Grundsätze der Rentenberechnung


Der Monatsbetrag der Rente ergibt sich in dem die unter Berücksichtigung des Zugangsfaktors ermittelten persönlichen Entgeltpunkte mit dem Rentenartfaktor und dem aktuellen Rentenwert vervielfältigt werden. Die Höhe der Rente richtet sich nach der Höhe der im ganzen Versicherungsleben durch Beitragszahlung versicherten Arbeitsentgelte und Arbeitseinkommen, Ab- und Zuschlägen für eine vorzeitige Inanspruchnahme einer Rente oder dem Verzicht auf eine Regelaltersrente nach dem 65. Lebensjahr und dem Sicherungsziel der jeweiligen Rente.

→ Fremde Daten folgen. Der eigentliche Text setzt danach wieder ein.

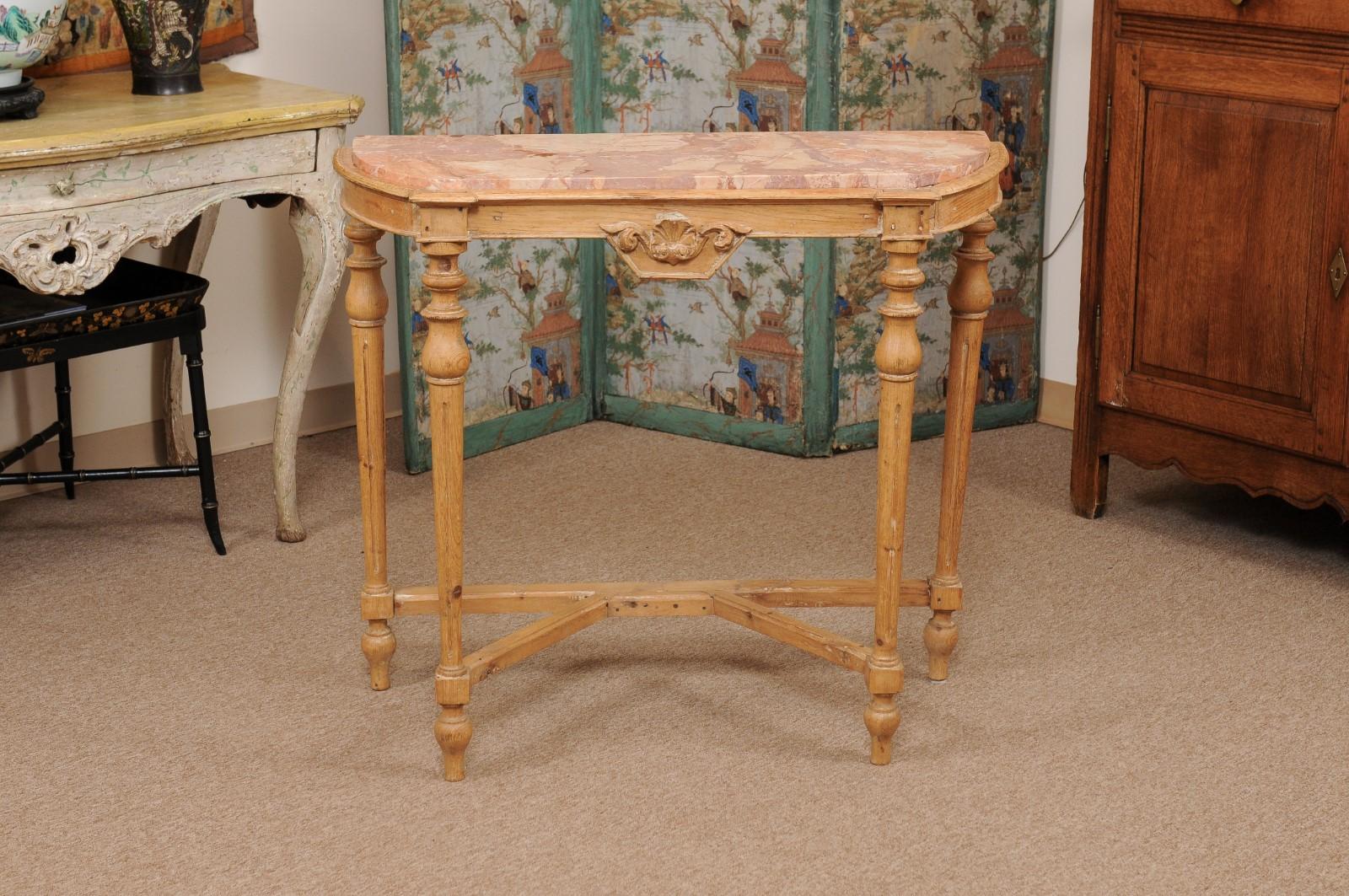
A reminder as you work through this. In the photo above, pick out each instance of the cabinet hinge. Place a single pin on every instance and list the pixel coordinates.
(1096, 354)
(1110, 125)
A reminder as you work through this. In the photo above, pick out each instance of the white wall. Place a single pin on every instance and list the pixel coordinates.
(1067, 162)
(254, 263)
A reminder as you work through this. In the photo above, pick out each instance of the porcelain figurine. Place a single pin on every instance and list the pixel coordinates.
(27, 29)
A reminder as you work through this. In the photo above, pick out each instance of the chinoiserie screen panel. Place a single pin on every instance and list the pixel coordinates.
(776, 350)
(471, 67)
(949, 65)
(728, 348)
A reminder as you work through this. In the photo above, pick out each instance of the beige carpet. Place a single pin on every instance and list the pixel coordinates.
(1157, 702)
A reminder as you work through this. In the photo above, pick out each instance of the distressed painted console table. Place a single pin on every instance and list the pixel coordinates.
(101, 170)
(672, 206)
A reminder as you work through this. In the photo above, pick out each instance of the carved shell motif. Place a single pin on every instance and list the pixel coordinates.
(69, 256)
(674, 240)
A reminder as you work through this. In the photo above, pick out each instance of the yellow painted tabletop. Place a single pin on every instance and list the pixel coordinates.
(88, 116)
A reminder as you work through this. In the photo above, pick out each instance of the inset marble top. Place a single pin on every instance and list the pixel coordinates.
(883, 161)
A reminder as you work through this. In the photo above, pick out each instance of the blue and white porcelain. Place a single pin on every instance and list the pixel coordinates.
(27, 29)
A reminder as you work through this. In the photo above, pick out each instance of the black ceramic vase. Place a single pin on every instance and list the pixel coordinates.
(165, 42)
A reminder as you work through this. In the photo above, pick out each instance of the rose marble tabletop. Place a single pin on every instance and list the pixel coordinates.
(883, 161)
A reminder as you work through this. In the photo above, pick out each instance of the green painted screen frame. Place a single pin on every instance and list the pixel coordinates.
(820, 433)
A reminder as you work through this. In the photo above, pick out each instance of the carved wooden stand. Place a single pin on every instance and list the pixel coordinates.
(100, 172)
(690, 242)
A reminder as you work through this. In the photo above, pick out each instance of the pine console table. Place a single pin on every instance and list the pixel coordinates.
(100, 170)
(672, 206)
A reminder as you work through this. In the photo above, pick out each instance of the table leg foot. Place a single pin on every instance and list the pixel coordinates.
(378, 646)
(939, 636)
(883, 721)
(290, 534)
(454, 730)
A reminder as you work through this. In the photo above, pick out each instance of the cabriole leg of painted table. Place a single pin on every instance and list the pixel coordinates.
(897, 358)
(445, 361)
(316, 217)
(368, 304)
(970, 296)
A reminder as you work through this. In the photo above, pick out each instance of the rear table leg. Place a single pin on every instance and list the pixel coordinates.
(445, 361)
(368, 304)
(970, 296)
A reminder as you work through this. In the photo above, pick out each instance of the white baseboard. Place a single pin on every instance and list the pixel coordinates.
(233, 428)
(1056, 404)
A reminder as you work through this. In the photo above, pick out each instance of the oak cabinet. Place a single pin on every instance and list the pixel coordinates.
(1214, 330)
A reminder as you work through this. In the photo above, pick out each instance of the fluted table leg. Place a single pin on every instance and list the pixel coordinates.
(970, 296)
(445, 361)
(897, 358)
(368, 304)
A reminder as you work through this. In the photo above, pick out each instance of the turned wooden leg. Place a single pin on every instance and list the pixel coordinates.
(970, 296)
(897, 357)
(445, 361)
(368, 303)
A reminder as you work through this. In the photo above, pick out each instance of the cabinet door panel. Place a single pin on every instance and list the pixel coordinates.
(1217, 296)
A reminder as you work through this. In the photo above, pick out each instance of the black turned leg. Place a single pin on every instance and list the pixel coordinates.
(202, 431)
(67, 436)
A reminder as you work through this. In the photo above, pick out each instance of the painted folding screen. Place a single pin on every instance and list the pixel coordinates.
(776, 350)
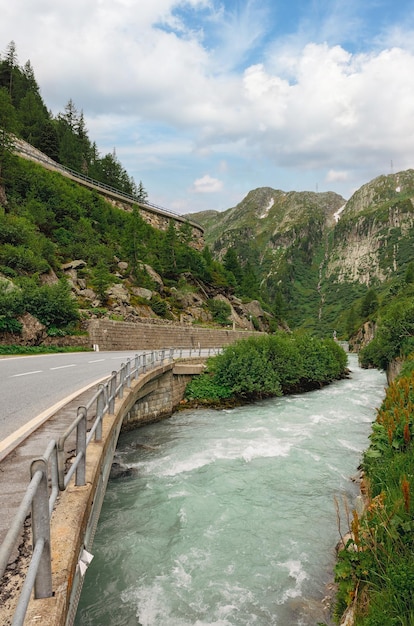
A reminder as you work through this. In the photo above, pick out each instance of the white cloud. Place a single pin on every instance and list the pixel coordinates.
(335, 175)
(207, 184)
(184, 95)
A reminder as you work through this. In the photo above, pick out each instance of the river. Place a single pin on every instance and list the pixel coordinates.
(229, 518)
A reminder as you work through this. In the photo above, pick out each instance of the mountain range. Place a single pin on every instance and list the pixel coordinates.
(316, 255)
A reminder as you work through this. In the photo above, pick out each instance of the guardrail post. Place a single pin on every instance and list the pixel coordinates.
(112, 393)
(100, 408)
(128, 373)
(121, 380)
(80, 478)
(41, 530)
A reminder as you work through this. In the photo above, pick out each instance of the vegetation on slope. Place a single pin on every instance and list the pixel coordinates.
(375, 570)
(49, 220)
(270, 365)
(395, 335)
(64, 137)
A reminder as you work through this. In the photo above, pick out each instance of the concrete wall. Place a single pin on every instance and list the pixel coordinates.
(111, 335)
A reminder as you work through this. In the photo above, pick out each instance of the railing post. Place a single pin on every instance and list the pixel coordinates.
(100, 407)
(80, 478)
(41, 530)
(121, 380)
(112, 393)
(128, 373)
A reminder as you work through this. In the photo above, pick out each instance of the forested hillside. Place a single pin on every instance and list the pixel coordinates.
(323, 263)
(64, 137)
(67, 255)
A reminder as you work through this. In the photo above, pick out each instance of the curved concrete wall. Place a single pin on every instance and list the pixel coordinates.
(153, 396)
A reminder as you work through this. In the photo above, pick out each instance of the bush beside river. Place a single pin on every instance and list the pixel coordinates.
(266, 366)
(375, 570)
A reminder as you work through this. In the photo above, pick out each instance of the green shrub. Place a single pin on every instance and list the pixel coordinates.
(204, 387)
(9, 325)
(159, 306)
(220, 311)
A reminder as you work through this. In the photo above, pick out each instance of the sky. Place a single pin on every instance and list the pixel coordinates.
(205, 100)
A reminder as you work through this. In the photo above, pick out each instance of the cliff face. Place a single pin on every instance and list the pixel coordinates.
(374, 236)
(317, 250)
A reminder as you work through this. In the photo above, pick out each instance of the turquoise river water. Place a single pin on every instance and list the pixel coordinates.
(230, 517)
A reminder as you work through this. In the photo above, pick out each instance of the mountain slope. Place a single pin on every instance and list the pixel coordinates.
(315, 254)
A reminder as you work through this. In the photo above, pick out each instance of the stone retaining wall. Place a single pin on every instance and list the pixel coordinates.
(111, 335)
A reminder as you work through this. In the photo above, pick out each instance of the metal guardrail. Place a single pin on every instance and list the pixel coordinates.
(21, 148)
(49, 474)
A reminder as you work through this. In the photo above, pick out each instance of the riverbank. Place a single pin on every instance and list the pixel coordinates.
(228, 516)
(375, 572)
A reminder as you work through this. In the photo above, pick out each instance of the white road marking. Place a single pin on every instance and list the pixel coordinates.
(27, 373)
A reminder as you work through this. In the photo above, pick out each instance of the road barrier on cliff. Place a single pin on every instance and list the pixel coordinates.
(50, 475)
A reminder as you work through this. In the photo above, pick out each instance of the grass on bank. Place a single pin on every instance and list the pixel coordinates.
(375, 571)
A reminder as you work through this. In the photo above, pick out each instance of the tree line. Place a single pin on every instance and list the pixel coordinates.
(64, 137)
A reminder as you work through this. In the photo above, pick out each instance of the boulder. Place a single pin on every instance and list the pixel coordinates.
(33, 331)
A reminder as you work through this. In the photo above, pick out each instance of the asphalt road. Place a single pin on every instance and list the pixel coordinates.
(32, 385)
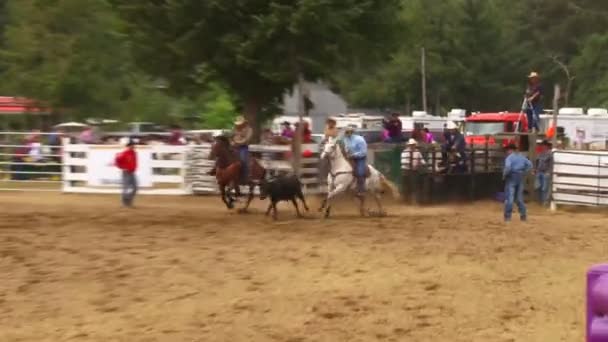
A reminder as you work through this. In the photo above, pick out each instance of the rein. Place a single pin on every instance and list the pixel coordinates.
(334, 175)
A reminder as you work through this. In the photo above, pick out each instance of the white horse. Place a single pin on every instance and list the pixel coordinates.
(341, 178)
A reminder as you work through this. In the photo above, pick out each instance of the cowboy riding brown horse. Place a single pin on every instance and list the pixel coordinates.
(228, 172)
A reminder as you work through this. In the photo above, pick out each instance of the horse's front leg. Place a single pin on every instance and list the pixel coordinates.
(249, 198)
(362, 205)
(225, 198)
(340, 188)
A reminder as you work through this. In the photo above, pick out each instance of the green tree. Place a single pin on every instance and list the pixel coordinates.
(591, 67)
(68, 54)
(257, 48)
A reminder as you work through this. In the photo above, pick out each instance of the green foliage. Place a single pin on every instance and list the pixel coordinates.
(67, 53)
(256, 48)
(221, 58)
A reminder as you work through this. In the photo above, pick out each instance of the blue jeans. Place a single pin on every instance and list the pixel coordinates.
(244, 157)
(360, 166)
(542, 187)
(533, 116)
(394, 140)
(129, 188)
(514, 191)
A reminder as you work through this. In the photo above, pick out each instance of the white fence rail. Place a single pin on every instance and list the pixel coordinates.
(169, 170)
(580, 178)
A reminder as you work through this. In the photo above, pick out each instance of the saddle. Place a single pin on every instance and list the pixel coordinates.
(368, 172)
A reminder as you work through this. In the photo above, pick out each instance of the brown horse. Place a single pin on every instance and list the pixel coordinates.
(228, 172)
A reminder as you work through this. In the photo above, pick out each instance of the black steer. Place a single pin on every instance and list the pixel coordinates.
(282, 188)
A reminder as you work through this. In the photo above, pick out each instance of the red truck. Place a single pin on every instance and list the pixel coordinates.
(482, 126)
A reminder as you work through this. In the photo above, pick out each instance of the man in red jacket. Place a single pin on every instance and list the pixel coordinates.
(127, 162)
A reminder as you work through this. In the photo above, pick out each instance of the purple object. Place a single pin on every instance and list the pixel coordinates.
(597, 303)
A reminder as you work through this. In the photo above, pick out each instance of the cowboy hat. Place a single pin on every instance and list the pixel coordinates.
(240, 121)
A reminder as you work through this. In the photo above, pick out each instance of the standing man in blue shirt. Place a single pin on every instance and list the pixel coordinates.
(514, 175)
(356, 148)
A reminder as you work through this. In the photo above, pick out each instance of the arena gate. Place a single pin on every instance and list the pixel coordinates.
(580, 178)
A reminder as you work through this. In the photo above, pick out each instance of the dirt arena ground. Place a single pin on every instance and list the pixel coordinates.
(79, 268)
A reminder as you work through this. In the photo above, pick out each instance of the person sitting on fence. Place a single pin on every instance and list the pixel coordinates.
(542, 172)
(454, 142)
(287, 131)
(414, 160)
(306, 133)
(241, 138)
(514, 175)
(356, 149)
(533, 105)
(331, 129)
(456, 163)
(428, 136)
(394, 128)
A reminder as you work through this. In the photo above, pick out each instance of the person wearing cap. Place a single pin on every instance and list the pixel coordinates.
(514, 175)
(394, 126)
(356, 148)
(127, 162)
(287, 131)
(331, 129)
(534, 98)
(455, 142)
(415, 159)
(241, 138)
(542, 172)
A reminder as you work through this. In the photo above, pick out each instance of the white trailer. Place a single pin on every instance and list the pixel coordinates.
(359, 120)
(423, 120)
(277, 123)
(580, 127)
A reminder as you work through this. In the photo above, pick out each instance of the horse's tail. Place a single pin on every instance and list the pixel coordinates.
(392, 188)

  • Berechnungen werden auf vier Dezimalstellen durchgeführt.
  • Rundung bei Dezimalstellen erfolgt bei nachfolgender Ziffer 5 - 9 nach oben.
  • Ein teilbelegter Kalendermonat zählt als voller Monat.
  • Das Jahr hat 12 Monate. Wenn ein bestimmendes Ereignis in den Monat fällt, wird dieser Monat mit berücksichtigt.
  • Bei Zeiten, die bis zu einer Höchstdauer zu berücksichtigen sind, werden die am weitesten zurückliegenden Monate berücksichtigt.
  • Geldbeträge werden auf zwei Dezimalstellen berechnet.
  • Ein auf einen Teilzeitraum entfallender Betrag wird ermittelt, indem der Gesamtbetrag mit dem Teilzeitraum vervielfältigt und durch den Gesamtzeitraum geteilt wird. Dabei wird das Kalenderjahr mit 360 Tagen, der Kalendermonat außer bei der anteiligen Berechnung einer Monatsrente mit 30 Tagen und die Woche mit 7 Tagen in Ansatz gebracht.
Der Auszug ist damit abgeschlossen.